Again the same message, a Labour Party that is seen not to be working in the interest of communities it says it represents. An explainer to this, I found when I received a WhatsApp message from a resident in the middle of the night before the vote. It was from a successful local lawyer, brought up and educated in Tower Hamlets. His family had a long history of being active in the Labour Party both in Tower Hamlets and in London, both as activists and donors to the party. It was a message that accused the local Labour Party of institutional discrimination, the referendum campaign is one of them.

There is a large section of the working class in Tower Hamlets, that see the local Labour Party as the enemy. One of many messages that were broadcasted on social media.

On the day of the election, I received phone calls after phone calls from angry residents.
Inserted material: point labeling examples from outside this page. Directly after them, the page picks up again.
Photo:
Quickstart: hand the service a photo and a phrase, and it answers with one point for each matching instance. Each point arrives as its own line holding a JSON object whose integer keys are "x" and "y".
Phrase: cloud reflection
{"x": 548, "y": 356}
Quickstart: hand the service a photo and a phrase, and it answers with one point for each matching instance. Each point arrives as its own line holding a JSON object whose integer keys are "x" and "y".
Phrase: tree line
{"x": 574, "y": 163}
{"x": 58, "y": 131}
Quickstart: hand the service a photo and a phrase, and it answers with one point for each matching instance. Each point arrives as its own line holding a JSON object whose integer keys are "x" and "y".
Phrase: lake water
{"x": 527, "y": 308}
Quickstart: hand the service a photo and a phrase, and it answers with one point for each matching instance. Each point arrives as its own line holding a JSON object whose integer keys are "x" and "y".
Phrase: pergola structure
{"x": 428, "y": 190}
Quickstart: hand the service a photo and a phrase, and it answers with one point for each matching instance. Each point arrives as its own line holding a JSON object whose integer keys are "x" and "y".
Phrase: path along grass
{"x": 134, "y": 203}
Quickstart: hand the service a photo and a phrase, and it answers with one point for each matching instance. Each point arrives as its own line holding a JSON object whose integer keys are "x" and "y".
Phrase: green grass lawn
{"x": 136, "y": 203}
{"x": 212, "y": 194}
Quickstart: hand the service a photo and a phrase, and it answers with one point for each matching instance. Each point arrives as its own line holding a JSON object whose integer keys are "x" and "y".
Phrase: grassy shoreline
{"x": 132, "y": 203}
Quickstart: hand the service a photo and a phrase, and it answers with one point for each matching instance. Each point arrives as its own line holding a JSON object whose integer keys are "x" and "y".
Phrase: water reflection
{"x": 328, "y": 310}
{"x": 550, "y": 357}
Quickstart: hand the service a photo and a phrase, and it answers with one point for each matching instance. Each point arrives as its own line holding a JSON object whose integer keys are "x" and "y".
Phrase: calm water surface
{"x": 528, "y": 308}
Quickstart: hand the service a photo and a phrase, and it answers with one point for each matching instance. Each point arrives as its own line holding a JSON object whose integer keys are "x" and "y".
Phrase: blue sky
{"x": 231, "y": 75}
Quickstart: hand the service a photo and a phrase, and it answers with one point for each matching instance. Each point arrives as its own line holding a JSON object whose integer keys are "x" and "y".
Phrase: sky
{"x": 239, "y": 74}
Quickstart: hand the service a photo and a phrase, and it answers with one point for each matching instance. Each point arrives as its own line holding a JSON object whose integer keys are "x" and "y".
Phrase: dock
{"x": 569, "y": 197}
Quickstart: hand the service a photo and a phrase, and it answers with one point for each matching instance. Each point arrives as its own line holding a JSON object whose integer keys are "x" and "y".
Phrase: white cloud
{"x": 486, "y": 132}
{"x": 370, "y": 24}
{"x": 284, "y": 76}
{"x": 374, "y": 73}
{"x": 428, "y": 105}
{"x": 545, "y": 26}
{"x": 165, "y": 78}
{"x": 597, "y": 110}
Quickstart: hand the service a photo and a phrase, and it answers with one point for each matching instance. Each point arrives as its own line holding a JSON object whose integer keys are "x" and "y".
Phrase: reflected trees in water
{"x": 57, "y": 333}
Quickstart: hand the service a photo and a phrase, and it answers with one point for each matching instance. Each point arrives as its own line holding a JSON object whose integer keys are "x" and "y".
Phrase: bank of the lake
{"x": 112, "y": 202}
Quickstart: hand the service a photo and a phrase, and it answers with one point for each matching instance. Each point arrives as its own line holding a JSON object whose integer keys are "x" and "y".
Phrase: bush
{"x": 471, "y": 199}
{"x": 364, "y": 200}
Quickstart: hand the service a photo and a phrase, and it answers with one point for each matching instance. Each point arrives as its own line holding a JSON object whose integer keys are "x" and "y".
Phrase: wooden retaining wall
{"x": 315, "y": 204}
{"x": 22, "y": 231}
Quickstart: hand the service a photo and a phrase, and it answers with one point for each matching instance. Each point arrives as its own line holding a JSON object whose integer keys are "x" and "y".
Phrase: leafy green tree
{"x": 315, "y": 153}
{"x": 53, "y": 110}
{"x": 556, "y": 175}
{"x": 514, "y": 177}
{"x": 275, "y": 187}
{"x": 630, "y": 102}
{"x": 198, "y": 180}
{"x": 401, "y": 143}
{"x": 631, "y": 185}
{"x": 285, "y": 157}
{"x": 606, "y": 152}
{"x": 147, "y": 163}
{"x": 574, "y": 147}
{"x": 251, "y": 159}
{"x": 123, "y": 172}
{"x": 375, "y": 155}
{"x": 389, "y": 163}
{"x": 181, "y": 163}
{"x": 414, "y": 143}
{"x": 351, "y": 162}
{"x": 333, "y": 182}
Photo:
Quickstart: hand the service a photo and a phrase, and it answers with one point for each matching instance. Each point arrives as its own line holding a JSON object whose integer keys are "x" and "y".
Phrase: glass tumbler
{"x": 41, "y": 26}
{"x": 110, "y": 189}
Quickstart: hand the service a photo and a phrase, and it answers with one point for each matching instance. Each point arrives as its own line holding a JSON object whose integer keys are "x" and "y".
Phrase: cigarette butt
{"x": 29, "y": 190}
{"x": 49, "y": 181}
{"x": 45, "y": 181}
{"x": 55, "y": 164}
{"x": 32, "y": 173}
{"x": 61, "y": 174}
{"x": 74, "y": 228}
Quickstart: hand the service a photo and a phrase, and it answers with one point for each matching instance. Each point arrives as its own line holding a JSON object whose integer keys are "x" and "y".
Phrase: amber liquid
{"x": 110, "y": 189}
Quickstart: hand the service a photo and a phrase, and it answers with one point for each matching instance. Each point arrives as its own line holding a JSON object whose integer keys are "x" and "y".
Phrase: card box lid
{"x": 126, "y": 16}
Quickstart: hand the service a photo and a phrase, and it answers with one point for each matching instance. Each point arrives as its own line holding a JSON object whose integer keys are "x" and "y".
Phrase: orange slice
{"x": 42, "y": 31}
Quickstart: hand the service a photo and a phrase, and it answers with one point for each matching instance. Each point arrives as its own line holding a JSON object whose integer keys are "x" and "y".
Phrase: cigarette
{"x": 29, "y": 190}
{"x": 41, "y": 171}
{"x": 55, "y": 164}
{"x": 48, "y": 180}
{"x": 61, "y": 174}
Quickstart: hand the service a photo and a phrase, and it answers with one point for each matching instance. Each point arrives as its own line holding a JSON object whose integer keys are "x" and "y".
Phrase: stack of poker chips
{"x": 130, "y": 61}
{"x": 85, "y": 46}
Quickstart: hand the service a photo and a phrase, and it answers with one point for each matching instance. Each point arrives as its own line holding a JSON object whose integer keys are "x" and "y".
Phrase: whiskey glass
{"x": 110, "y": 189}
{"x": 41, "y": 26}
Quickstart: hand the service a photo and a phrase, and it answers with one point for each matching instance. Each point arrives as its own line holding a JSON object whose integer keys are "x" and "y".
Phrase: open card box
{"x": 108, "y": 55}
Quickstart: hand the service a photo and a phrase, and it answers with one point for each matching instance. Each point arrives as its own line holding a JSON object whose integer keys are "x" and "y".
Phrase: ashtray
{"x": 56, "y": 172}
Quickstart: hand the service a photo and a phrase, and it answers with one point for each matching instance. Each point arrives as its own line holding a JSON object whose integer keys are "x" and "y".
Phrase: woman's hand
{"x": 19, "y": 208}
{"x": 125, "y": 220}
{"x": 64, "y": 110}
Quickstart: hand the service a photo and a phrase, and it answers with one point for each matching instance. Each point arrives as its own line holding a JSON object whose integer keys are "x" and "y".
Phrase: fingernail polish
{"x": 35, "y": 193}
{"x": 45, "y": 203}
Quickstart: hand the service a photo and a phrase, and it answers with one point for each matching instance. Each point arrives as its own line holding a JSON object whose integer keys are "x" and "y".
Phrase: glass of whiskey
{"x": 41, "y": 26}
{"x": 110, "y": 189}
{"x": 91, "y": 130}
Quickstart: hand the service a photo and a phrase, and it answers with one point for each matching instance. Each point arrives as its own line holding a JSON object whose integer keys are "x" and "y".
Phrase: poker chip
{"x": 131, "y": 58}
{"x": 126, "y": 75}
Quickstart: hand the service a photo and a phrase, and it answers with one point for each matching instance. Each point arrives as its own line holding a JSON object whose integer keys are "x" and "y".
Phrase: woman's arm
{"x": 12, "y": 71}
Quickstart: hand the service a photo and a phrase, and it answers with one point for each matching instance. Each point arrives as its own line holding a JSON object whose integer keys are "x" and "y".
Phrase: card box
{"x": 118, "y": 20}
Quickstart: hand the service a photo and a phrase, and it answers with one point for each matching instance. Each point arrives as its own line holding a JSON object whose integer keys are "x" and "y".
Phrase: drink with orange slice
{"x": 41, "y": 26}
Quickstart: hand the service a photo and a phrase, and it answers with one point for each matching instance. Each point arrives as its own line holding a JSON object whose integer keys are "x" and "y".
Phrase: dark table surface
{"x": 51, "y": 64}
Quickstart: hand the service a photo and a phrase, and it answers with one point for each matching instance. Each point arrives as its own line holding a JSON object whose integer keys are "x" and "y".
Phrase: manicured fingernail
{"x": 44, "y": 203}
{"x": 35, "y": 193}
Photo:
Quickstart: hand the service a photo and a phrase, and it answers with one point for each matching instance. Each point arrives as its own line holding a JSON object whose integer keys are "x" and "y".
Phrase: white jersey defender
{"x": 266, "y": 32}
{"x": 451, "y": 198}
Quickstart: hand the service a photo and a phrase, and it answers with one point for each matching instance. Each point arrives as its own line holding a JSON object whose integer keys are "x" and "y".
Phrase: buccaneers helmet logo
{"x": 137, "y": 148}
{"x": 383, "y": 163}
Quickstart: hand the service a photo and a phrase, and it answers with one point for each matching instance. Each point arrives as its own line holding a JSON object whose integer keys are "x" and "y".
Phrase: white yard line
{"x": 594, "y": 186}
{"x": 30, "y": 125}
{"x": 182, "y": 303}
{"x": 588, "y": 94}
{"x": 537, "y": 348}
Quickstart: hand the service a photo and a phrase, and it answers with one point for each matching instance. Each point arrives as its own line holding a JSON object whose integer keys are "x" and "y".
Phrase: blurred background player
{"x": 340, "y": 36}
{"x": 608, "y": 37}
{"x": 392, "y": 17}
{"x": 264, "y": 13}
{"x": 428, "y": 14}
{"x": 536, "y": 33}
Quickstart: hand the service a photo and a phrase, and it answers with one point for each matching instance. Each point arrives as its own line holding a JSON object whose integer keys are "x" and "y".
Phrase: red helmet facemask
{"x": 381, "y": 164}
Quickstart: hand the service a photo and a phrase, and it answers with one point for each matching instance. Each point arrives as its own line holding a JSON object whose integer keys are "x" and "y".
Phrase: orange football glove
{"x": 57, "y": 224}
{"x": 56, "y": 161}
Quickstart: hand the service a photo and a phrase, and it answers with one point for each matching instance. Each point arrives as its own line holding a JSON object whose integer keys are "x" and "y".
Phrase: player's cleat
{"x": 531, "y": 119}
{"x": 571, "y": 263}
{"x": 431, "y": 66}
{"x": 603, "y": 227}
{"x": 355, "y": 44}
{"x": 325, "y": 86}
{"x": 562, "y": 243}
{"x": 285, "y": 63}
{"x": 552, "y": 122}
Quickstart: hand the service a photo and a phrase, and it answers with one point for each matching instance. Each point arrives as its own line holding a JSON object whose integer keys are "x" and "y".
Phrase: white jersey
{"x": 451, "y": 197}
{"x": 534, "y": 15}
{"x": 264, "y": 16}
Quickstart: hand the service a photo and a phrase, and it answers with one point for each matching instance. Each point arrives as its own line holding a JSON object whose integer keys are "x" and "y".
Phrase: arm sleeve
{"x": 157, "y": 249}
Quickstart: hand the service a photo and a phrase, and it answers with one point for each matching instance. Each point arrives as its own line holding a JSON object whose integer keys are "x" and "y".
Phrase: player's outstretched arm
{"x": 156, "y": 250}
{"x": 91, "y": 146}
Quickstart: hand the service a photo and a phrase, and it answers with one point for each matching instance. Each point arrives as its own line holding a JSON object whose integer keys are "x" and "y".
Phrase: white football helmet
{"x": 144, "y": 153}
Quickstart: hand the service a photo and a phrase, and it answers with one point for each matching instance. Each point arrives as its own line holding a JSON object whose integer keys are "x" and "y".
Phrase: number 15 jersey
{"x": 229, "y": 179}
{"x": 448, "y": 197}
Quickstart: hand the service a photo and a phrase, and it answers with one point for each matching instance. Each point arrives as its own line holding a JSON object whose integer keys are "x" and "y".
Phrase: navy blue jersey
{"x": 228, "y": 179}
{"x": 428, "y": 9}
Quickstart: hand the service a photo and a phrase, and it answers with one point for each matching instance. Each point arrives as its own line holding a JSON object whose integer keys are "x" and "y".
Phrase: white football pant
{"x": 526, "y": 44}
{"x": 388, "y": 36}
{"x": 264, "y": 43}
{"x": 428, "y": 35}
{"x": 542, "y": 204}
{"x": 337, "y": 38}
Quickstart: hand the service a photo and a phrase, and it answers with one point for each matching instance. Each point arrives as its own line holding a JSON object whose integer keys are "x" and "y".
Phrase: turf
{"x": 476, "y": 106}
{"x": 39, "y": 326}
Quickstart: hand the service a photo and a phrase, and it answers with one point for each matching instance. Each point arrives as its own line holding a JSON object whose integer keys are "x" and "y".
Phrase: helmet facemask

The message was the same, all angry about an absent Labour Party, that suddenly has decided to turn up at their door step, or outside the polling station to tell them which way to vote on a referendum. 

The result spoke for itself, more a vote against a detached political establishment than a vote for a system to run the local council. As the results were announced, social media was buzzing with the thumbs up to a David and Goliath confrontation, between the community and the local Labour Party.

How do you solve the problem of alienation by the electorate with Tower Hamlets Labour. More dog whistle politics?

The case against ‘political hedonism’. It’s the vision stupid.

One of the common feedback from voters throughout the country, following the recent election results was that no one knew what Labour stood for, there was a ‘lack of authenticity’. The same feedback, I heard from voters in Tower Hamlets. Instead, in the self created vacuum, people saw a political party more interested in political manoeuvring, than giving a substantive vision. Nationally we saw a Labour Party being whipped to vote for a Brexit deal, which itself has stated was bad for the country. In Tower Hamlets, people perceived a local Labour Party being scared of any criticism, fiddling the system to fend off an independent challenger in the forthcoming elections.

The philosopher Robert Nozick explained the above impulse of human beings for authenticity, in this thought experiment of the ‘experience machine’. That people will always prefer real authentic experience to those that are artificially constructed, no matter how aesthetically attractive the machine generated experience is.

An explainer to Robert Nozick’s thought experiment, the ‘Experience Machine’

This was made famous in the movie, ‘The Matrix’ where Morpheus offered the choice of the blue and red pill to Neo, the hero of the movie. A choice between the willingness to learn a potentially unsettling or life-changing truth, by taking the red pill, or remaining in contented ignorance with the blue pill. When faced with a similar choice, the electorate like Neo will always choose the red pill.


However, given the reactions here in Tower Hamlets and nationally in Labour HQ, it appears to the electorate, that they are stuck on the Island of the Lotus Eaters, oblivious and peddling more blue pills. Or as Jean-Paul Sartre wrote in his play ‘No Exit’, “Eh bien, continuons…” (“Well then, let’s get on with it…”).

In ‘The Matrix’ (1999), the main character Neo is offered the choice between a red pill and a blue pill by rebel leader Morpheus.